January 29 marked the start of the last semester of high school for the class of 2018; the momentous occasion comes along with the inevitable crash some (most) seniors experience. Whether you call it the senior slump, senioritis or senior slide, seniors become unmotivated to complete their daily academic tasks.
The cause of the slide comes from the lack of motivation following the completion of college applications.
“Everyday, I don’t feel the need to finish work, or do work, particularly because I am done with all of my college [applications],” said senior Rhiannon Curtis.
Due to the four previously rigorous years of high school, most seniors only need to take a couple more courses to fulfill the graduation requirement, meaning that many of their courses are electives.

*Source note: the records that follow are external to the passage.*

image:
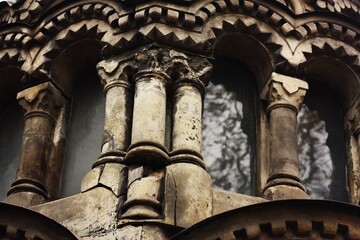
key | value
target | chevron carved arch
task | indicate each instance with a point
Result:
(334, 62)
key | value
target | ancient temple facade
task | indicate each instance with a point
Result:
(182, 119)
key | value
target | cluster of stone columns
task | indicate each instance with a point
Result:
(285, 96)
(136, 153)
(352, 124)
(41, 158)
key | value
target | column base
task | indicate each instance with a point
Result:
(25, 199)
(279, 189)
(144, 153)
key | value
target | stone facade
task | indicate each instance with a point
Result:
(154, 60)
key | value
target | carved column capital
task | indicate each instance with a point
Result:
(284, 91)
(43, 99)
(191, 70)
(113, 72)
(356, 120)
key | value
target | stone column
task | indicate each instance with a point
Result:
(147, 155)
(186, 177)
(149, 115)
(118, 92)
(41, 105)
(192, 75)
(109, 170)
(352, 124)
(285, 96)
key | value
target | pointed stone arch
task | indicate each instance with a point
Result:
(252, 39)
(335, 63)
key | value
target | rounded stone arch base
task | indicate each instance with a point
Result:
(21, 223)
(286, 219)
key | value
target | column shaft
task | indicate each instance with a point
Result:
(283, 144)
(285, 96)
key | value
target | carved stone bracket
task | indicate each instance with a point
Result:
(41, 105)
(190, 78)
(352, 124)
(285, 95)
(116, 79)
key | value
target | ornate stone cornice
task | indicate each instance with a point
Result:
(284, 91)
(193, 70)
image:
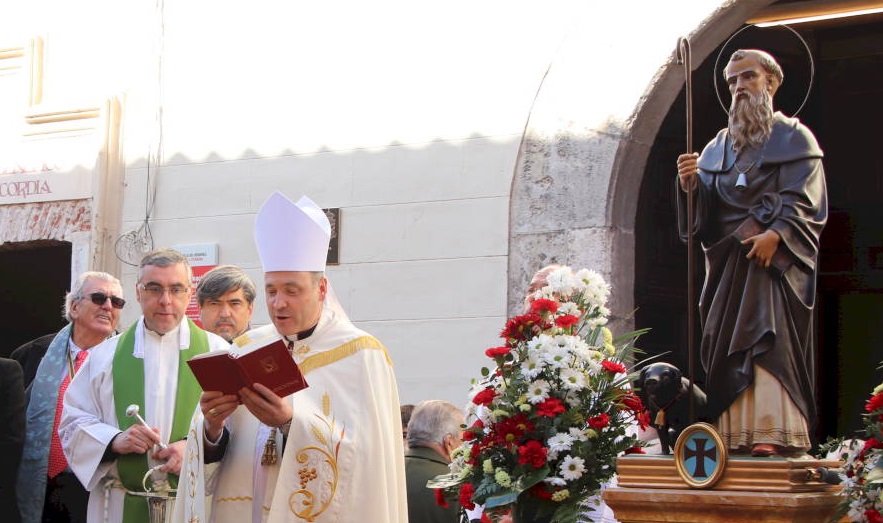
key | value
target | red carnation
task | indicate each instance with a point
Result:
(532, 453)
(466, 492)
(875, 403)
(632, 401)
(523, 327)
(566, 321)
(550, 408)
(510, 430)
(612, 366)
(539, 490)
(472, 432)
(497, 352)
(485, 397)
(871, 443)
(599, 422)
(542, 305)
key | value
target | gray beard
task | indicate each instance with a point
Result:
(751, 120)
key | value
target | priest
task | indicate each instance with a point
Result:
(332, 452)
(146, 366)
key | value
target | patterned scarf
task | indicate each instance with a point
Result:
(38, 434)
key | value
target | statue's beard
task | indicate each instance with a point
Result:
(751, 119)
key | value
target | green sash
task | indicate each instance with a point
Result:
(128, 389)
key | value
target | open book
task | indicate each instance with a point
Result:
(249, 360)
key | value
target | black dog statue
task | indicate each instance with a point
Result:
(665, 392)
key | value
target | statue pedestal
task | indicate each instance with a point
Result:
(650, 490)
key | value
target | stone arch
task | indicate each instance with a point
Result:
(574, 193)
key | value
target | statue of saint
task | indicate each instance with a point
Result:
(761, 203)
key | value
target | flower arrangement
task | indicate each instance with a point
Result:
(862, 476)
(555, 411)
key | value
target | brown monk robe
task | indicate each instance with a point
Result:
(760, 207)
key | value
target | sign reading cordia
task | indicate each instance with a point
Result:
(24, 188)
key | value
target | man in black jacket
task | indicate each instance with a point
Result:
(433, 432)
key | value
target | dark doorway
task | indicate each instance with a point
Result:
(34, 278)
(843, 110)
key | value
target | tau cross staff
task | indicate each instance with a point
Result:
(685, 59)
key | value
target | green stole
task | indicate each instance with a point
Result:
(128, 389)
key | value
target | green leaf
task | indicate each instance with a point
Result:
(506, 498)
(444, 481)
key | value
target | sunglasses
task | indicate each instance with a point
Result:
(99, 298)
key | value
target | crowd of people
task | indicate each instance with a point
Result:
(72, 448)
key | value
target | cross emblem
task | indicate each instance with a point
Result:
(700, 454)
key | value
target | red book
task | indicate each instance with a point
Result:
(265, 361)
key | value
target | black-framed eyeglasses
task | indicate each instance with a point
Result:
(99, 298)
(156, 290)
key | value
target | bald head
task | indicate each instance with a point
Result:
(775, 76)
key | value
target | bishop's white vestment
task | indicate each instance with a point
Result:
(343, 459)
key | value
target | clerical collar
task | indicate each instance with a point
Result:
(302, 334)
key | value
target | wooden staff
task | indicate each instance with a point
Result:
(685, 59)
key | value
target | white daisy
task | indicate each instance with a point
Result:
(572, 468)
(538, 391)
(560, 442)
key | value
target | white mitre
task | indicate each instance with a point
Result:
(292, 236)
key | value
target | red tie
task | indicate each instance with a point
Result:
(57, 461)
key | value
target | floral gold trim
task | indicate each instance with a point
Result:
(313, 497)
(229, 499)
(323, 359)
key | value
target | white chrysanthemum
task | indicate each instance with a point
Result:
(593, 367)
(572, 467)
(595, 289)
(562, 281)
(572, 399)
(572, 379)
(594, 323)
(538, 391)
(536, 343)
(557, 357)
(560, 442)
(533, 365)
(568, 307)
(560, 495)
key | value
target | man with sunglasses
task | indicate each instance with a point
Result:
(109, 451)
(47, 489)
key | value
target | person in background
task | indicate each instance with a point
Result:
(226, 296)
(329, 453)
(145, 366)
(12, 428)
(47, 488)
(406, 411)
(433, 432)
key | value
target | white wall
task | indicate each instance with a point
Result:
(408, 116)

“The fact that I only have two classes that actually matter toward graduation, and the rest do not matter at all adds to the lack of motivation,” said Curtis.
Though senioritis can often lead students to procrastinate or plainly not com- plete some assignments, the cramming comes in at the end of the grading period.
“I focus on major deadlines, like tests and projects, anything that can have a major impact on your grade,” said Curtis. As inevitable as the senior slump can be, coming back from it is the most essential part.
CHS School Counselor, Bari Sholomon, advices seniors to be cautious of letting things slide.
“If you’ve already been admitted into college, just remember that a college can rescind an offer of admission, especially because this year admission has been so competitive,” said Sholomon.
The main concern with senioritis is college admissions offices noticing a major downfall between first and second semesters.
If you feel yourself becoming less motivated as the year goes on, make sure to narrow your focus on specific classes.
“You will have APs at the end of this year, so if a college takes those scores it will be less classes you will have to take when you get there,” said Sholomon.
Even though college seems like the goal, it is just the beginning of another four, or more, years of learning. Maintaining a solid academic rhythm will ease the transition into your next step.
“You should definitely think about the present rather than the future. When you are a senior, your whole year surrounds organizing your future, so you lose track of what is important right now. If you think about how everything right now impacts your future, it will motivate many to work right now,” said Curtis.